Science

AI compute crunch: Why usage limits are rising

AI compute – Misryoum explains the compute crunch behind faster-than-expected AI usage caps and what it means for access.

AI usage limits are no longer a nuisance you can ignore, they’re a sign that the digital engine behind popular AI tools is hitting real-world constraints.

In late March. heavy users of Claude large language models began sharing screenshots showing an abrupt jump in scarcity: sessions were running through five-hour usage limits in just minutes.. Complaints spread quickly. and Misryoum reports that the company pointed to peak-hour demand as a key driver. while also tightening how some third-party tools could draw from flat-rate plans.. For many paying customers. the shift felt like a simple price-to-performance mismatch. especially after earlier settings that affect how models “think” were quietly adjusted.

This kind of friction is increasingly familiar across the industry, and Misryoum sees it as part of a broader “compute crunch” narrative: demand for AI is moving faster than the systems that supply it.

The idea behind a compute crunch is straightforward. even if the hardware underneath is anything but: AI services need computing power both when training models and when answering real user queries.. Training scales with how large a model is and how much data it needs. but inference. the step that powers every response. can be intensely expensive too. especially for bigger systems and longer outputs.. If more people use AI. and they use it more heavily. the cost of serving each request rises sharply. turning “unlimited” promises into a budgeting problem.

Misryoum notes that this is where flat-rate subscriptions start to break.. Older internet experiences could afford near-unlimited use because the marginal cost per extra user was low.. AI is different: providers pay for tokens, and tokens map to compute.. When usage grows beyond what a monthly plan can cover. rate limits become the practical lever to keep access from collapsing for everyone.

Even outside strict caps, companies can steer demand by changing defaults or routing users to smaller, cheaper models.. Misryoum says that the same pattern appears when tool access changes. such as when certain third-party integrations can no longer benefit from the way subscriptions were designed.. In effect. these policies don’t just manage cost. they shape what users experience: quicker responses. different capabilities. and fewer “long-thinking” runs.

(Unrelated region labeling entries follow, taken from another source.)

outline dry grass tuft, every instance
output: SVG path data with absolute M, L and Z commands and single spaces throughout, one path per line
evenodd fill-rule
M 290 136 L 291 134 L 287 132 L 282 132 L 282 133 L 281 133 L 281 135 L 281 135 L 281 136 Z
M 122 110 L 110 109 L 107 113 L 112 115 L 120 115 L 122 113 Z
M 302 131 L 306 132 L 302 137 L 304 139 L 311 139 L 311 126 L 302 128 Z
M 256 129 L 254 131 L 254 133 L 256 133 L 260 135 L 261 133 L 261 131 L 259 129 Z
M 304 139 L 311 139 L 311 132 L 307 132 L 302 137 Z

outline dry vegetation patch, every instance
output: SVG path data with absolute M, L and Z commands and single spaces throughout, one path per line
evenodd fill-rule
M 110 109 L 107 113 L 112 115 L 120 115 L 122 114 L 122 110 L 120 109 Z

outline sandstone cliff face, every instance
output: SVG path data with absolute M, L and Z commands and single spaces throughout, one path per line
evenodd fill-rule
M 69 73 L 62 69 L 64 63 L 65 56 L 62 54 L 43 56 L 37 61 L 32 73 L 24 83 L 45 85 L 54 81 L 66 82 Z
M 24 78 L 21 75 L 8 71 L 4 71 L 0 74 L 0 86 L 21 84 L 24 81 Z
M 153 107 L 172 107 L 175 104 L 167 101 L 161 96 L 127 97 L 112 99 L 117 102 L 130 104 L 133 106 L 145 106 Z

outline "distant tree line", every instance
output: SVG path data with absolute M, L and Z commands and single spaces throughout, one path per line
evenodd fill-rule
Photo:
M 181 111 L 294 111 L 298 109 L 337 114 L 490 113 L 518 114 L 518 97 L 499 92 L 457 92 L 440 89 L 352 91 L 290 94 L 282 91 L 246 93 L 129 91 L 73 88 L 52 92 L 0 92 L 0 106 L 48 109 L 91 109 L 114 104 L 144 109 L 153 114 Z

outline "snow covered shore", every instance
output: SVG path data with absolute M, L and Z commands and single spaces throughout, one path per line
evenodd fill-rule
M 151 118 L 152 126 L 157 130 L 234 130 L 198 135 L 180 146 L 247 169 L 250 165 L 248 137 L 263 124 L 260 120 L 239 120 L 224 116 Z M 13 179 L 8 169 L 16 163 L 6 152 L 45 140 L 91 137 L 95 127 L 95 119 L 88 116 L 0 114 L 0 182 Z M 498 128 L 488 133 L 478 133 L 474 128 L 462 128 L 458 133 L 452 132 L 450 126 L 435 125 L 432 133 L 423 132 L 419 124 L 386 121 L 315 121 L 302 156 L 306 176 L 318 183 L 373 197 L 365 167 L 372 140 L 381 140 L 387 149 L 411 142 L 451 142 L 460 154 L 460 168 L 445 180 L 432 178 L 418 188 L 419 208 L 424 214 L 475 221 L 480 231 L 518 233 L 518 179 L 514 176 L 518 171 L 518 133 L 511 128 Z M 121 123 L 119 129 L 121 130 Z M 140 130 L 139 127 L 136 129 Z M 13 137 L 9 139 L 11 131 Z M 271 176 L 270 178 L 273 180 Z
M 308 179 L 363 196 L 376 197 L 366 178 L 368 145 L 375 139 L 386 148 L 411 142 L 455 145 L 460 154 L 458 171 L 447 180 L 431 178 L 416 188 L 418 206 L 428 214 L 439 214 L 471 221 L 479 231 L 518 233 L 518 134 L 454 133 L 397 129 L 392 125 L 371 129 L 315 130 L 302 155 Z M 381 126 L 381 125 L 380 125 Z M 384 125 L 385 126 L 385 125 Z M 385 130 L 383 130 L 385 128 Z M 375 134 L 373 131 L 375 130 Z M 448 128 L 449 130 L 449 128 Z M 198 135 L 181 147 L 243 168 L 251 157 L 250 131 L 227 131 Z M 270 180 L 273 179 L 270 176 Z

The supply side adds another layer of difficulty.. Building more AI capacity is not just a software upgrade. it involves factories for chips. power infrastructure for data centers. and specialized components that require long lead times.. Misryoum explains that the bottlenecks show up across the chain because physical industries cannot instantly scale like software companies sometimes can. from semiconductor manufacturing to the electrical and memory systems that keep large-scale AI running.. That’s why “just add more compute” can be an expensive and slow proposition. particularly when multiple buyers compete for the same limited resources.

There’s also the internal competition for resources.. Companies are balancing research efforts that require heavy compute to develop and test stronger models against the serving capacity needed to generate revenue day to day.. Misryoum highlights that this isn’t a clean split between “training” and “inference” so much as a continuous trade-off between building the next generation and keeping today’s services responsive.

Ultimately. the compute crunch matters because AI is becoming the interface for work in education. medicine. customer support. and daily productivity.. When compute becomes scarce. access constraints follow. and the real risk is not just developer frustration but slower. uneven adoption of tools that increasingly influence economic and social speed.